So I've officially decided that I AM that drunken mistake that girls hate themselves for in the morning.
Oh my god. I'm sorry if i peed on you last nite. I am truly disgusting
Getting up is taking longer than anticipated. Alcoholic fish bowls have made getting out of bed a multitstep process.
took adderall before wrapping presents, ended up making paper snowflakes for two hours
I'm still hoping for it dude. Random north dakota pussy. If my 16 year old self knew that these were my dreams he would so try to beat me up, and i think he could.
Let's just say that the best way to get a girls attention is not to slap her on the ass from the window of a moving cab.
Its raining shots and i keep catching them in my mouth like you with dicks shits crazy
dude, I convinced you I was your conscience for like 15 minutes last night. you weren't just "a little high"
Nutrition teacher wants anything i eat or drink documented for the week including dancefestopia.
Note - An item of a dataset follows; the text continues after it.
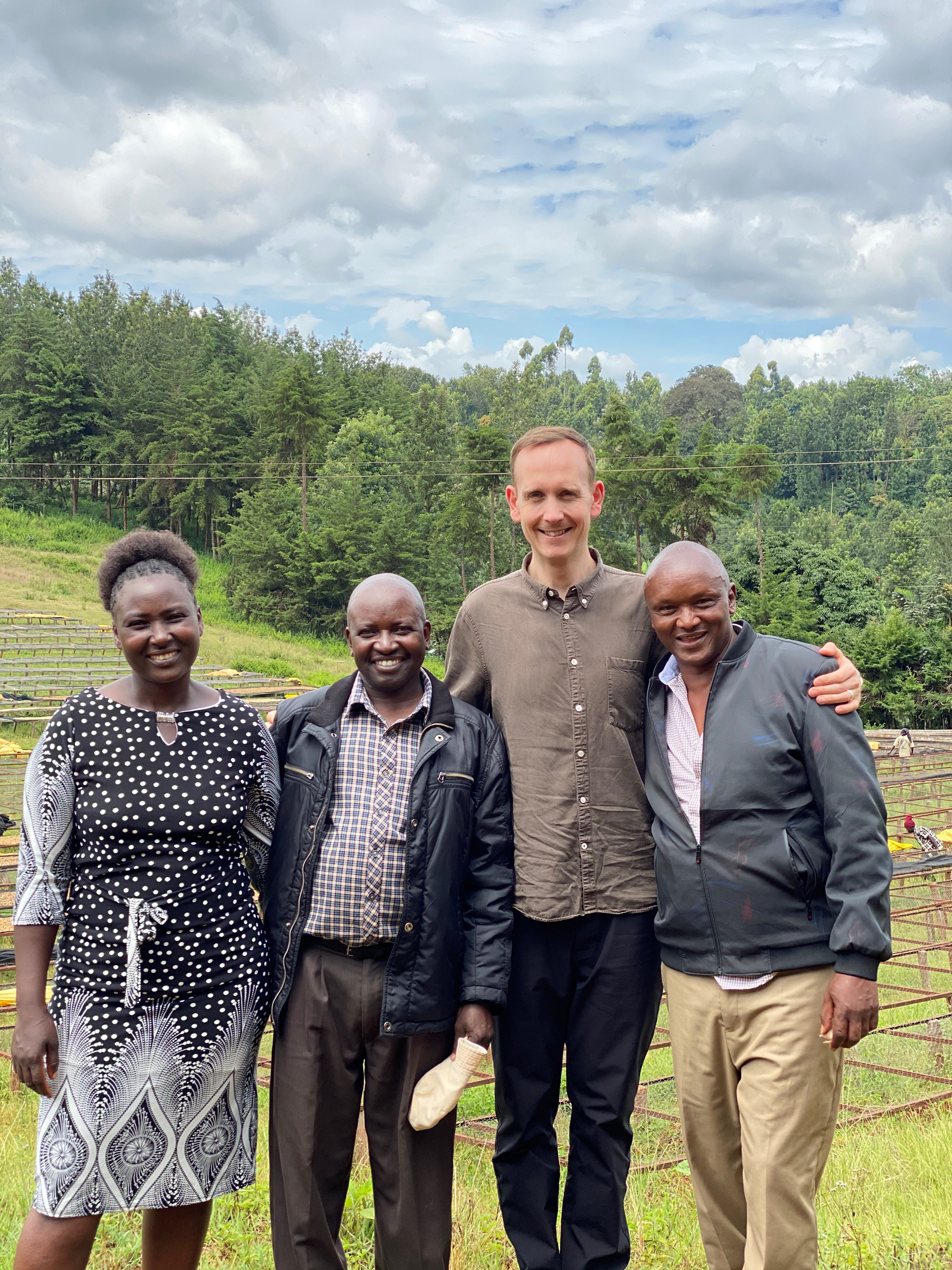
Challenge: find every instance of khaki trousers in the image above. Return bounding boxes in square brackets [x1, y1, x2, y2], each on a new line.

Do you know the recommended daily ammount of psylicybin or MDMA?
I pulled up iMessage on my computer and I'm pretty sure two people in my class saw that dick pic you sent. Sorry!
Major life highlight, she said my dick taste like coffee.
As a friend tho, you have the biggest dick I've ever seen
I asked him to get me another beer, and he started making muffins.
i had to call the bar to ask if they found my bowling ball. That good of a night
I know I drink too much cuz "ssssjllapph peneinssesss" automatically comes up in my phone now.